As it goes I had started looking a few weeks ago to see if there were any brew focused grinders on the market I might want, I was also considering the steel burrs for the Vario, but would rather keep it as is for espresso, which it's very good at, as is the Feld2. I much prefer the Vario for brewed over the Feld, to me the Feld emphasise the roast flavour, making everything taste darker than it is, no idea why.

The Wilfa Uniform and the Fellow Ode both seem to be designed for me, brew focused, single dose (I never used the hopper on the Vario) and compact. If the Wilfa had been in stock at the good price it was a few weeks ago, and the timing had been better I would probably just have bought one, it looks to tick all my boxes, but as it's mainly out of stock I'm taking the time to ensure it's the best choice for me. The Ode looks like a grinder that's not really quite ready for market, the humming noise, that it might not grind fine enough, and a few other issues give me a lot of pause, I've discounted it for now unless someone wants to try and convince me otherwise, or there is a dealer with a really great returns policy.

Is there anything else to consider, or should I just buy the uniform?


----------



## Rincewind (Aug 25, 2020)

@Soniclife yeah just buy the Uniform....i think i saw it at £220 somewhere (non-scales stainless-version (less static iirc))....*brew* wise this thing beat everyone's favourite Niche in a JH test 😵


----------



## Soniclife (Mar 6, 2018)

Rumpelstiltskin said:


> @Soniclife yeah just buy the Uniform....i think i saw it at £220 somewhere (non-scales stainless-version (less static iirc))....*brew* wise this thing beat everyone's favourite Niche in a JH test 😵


 They were that price a month or so ago, they are out of stock most places currently, the odd place has them for closer to 300 currently.


----------



## MWJB (Feb 28, 2012)

The Wilfa is good value and works perfectly well.

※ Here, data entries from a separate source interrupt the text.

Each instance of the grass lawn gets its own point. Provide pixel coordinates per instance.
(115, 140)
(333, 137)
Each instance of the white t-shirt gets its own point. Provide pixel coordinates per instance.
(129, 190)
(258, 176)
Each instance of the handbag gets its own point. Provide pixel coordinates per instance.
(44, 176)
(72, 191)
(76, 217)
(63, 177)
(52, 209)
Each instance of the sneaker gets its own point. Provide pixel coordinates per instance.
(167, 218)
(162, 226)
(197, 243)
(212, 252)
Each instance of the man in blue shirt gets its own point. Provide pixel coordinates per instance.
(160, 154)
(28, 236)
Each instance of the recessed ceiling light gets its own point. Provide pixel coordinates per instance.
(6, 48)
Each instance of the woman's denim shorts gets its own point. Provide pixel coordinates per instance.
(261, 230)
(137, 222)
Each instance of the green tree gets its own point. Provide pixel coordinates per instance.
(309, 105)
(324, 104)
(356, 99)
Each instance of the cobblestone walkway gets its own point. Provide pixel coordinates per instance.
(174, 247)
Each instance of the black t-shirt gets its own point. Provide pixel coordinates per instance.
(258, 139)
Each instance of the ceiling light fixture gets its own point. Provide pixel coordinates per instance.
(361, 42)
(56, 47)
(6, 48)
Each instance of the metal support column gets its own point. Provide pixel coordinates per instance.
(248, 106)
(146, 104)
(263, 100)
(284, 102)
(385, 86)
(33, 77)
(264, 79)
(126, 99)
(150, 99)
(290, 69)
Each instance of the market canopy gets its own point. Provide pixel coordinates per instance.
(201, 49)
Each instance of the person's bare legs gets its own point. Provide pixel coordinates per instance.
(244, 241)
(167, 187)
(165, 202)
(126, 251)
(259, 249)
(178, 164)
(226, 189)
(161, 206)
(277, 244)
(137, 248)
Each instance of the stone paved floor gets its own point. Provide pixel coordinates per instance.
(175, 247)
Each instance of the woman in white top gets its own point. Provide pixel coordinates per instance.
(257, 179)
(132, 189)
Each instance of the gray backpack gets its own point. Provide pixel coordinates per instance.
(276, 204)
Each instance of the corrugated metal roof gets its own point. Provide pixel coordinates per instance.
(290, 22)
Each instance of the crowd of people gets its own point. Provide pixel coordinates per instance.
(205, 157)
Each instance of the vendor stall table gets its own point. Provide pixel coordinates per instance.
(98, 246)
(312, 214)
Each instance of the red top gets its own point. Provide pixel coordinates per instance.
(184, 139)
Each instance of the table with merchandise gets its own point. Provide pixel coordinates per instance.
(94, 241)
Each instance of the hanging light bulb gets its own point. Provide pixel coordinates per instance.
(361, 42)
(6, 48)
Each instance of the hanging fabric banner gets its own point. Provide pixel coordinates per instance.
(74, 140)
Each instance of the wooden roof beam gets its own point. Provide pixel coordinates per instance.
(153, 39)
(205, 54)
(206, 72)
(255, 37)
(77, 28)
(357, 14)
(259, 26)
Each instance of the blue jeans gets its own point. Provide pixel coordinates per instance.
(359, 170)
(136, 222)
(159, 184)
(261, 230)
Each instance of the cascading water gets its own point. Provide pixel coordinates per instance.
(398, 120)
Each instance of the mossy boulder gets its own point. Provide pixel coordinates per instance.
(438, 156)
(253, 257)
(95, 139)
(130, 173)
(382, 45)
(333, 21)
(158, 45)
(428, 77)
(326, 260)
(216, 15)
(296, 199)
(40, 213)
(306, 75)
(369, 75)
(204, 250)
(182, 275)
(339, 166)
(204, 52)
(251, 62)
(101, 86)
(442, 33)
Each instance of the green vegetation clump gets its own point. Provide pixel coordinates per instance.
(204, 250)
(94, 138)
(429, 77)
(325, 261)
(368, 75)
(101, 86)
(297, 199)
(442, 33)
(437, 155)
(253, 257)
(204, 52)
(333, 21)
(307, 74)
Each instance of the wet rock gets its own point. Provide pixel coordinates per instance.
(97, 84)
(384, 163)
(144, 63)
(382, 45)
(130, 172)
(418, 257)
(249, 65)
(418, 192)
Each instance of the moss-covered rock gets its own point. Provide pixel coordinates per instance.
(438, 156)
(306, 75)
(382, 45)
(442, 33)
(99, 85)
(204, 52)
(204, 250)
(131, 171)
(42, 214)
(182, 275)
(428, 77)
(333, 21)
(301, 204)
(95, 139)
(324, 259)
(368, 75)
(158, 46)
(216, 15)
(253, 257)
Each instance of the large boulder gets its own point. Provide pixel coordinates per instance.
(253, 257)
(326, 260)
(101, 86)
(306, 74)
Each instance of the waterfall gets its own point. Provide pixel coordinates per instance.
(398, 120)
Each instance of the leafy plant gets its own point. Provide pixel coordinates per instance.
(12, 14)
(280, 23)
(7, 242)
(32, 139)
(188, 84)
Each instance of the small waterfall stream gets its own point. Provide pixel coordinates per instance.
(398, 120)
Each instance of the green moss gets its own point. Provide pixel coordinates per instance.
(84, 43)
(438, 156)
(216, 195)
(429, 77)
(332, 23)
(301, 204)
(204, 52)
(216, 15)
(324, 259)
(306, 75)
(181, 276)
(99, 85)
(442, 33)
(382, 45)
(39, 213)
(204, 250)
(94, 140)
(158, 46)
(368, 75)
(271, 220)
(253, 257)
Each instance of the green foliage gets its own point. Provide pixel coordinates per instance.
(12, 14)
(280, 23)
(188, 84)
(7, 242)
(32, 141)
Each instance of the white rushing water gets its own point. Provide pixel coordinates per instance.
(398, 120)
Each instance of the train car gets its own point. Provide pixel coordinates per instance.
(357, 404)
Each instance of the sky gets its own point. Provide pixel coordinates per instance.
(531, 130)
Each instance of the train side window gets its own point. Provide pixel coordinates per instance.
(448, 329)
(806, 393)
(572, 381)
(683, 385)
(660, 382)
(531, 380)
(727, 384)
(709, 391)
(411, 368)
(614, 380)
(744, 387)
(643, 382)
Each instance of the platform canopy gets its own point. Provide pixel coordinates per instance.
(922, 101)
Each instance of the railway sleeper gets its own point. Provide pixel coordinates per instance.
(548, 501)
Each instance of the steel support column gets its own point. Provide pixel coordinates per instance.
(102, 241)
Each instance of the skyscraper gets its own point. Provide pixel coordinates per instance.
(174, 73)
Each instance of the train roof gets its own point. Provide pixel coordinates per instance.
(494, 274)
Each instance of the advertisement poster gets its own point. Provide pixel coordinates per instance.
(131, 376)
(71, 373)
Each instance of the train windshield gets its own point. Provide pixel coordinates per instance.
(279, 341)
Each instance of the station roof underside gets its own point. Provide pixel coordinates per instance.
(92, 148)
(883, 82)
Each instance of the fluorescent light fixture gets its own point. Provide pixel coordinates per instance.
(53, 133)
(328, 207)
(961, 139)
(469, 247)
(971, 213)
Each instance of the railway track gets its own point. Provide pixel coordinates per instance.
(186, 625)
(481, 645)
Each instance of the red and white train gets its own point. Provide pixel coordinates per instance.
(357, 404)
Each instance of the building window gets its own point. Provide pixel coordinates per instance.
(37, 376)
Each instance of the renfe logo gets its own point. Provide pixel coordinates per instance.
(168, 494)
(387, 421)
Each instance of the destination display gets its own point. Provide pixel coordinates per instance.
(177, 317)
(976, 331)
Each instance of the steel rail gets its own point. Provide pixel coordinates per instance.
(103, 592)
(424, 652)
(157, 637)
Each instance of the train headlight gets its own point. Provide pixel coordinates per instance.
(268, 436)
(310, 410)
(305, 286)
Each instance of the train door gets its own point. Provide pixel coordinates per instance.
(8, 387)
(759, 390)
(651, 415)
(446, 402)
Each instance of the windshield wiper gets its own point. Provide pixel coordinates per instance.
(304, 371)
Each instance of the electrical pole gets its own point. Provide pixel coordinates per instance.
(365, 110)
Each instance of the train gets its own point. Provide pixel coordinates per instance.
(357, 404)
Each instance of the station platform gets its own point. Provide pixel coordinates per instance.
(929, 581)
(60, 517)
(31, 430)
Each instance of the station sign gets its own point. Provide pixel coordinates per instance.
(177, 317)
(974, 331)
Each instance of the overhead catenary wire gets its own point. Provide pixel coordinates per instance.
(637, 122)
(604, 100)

It's a little tinny in construction & does a little 'twist' when powered up, not a big deal.

I have that and a Niche, there is very little difference between them for brewed, other than the Wilfa being stepped & Niche covering the espresso range.


----------



## Soniclife (Mar 6, 2018)

Does anyone have a good guess when the Uniform might be back in stock?


----------



## BlackCatCoffee (Apr 11, 2017)

I would thoroughly recommend the Uniform too. The problem is there appears to be some sort of supplier delay with them. We were expecting them in November but still nothing. If you can find one in stock though I would say grab it.


----------



## Soniclife (Mar 6, 2018)

@BlackCatCoffee Whenever it is they do arrive, do you expect them to be a similar price to what you were selling them for?


----------



## Soniclife (Mar 6, 2018)

As Uniforms seem unobtanium currently the penny finally dropped that I should just fix the Vario, it turned out the top of the motor spindle had sheared off. I managed to fix it as the pulley grub screw was lower down than where it broke, and a bit of supper glue to hopefully stop it ever moving. It's been working for a week now, so it might be OK, if it fails again it will need a new motor and pulley. I really do seem to prefer the taste from the Vario over the Feld, I hope it keeps going.


----------



## Rincewind (Aug 25, 2020)

Soniclife said:


> ...the pulley *grub screw *was lower down than where it broke, and a bit of supper glue to hopefully stop it ever moving...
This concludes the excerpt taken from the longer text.